Hence, if these societal ideals are arbitrary and not related to any underlying biologically based motives, we should observe the reverse pattern in some societies (e.g. more men than women wishing to be thinner and more women than men wishing to be more muscular), but there is no evidence of such a scenario.
The sexual competition hypothesis (SCH) for eating disorders Reference Abed2 is an evolutionary formulation that can help answer the ‘why’ question that has so far defeated mainstream, non-evolutionary theories. It proposes that all eating disorders stem from the phenomenon of intrasexual competition taken to pathological extremes. In the case of females, competition is primarily through the display of signs of youth (where thinness is a marker for youth). Youth is a major determinant of reproductive potential in females, whereas men compete among themselves through the display of physical dominance and prowess, which is enhanced through the size and muscularity of the upper body.
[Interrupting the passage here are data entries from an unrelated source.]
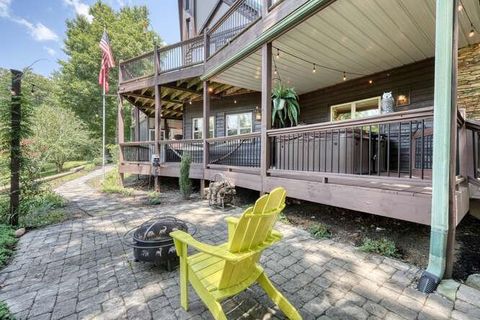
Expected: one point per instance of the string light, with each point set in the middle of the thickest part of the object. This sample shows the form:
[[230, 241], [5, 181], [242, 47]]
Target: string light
[[314, 65]]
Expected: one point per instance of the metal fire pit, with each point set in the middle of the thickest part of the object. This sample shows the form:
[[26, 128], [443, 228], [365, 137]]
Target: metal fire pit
[[151, 241]]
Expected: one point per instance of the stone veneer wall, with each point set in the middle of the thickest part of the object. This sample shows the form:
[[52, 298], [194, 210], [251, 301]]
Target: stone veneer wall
[[469, 80]]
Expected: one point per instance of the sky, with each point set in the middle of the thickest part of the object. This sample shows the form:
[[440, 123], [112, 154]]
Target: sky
[[35, 29]]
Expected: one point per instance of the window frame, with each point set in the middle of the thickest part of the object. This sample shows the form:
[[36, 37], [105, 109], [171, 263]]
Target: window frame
[[353, 106], [252, 123], [200, 130]]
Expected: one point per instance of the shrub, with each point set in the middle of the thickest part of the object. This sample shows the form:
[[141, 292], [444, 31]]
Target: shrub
[[184, 180], [319, 231], [153, 198], [114, 151], [383, 246], [7, 242], [37, 209], [5, 312]]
The increase in the rates of eating disorders in the past several decades in Western and Westernised countries is explained by the ‘mismatch’ between the human psychological systems for mate attraction and retention and for competition with same-sex rivals that evolved in small-scale societies on the one hand, and the novel realities of the modern urban Western environment on the other.
The SCH has been supported by findings of studies of disordered eating in non-clinical populations (female undergraduates) both in the USA Reference Faer, Hendriks, Abed and Figueredo3 and the UK. Reference Abed, Mehta, Figueredo, Aldridge, Balson and Meyer4 Further support for predictions made by the SCH came from another US study of disordered eating in a non-clinical population of male and female homosexual and heterosexual participants. Reference Li, Smith, Griskevicius, Cason and Bryan5
The consistency of the clinical features of eating disorders across different high-income countries, as well as their persistence (or even rising levels), argues strongly against the arbitrary cultural standard view dominant in eating disorder circles and in favour of a model in which these disorders are the outcome of a gene–environment interaction.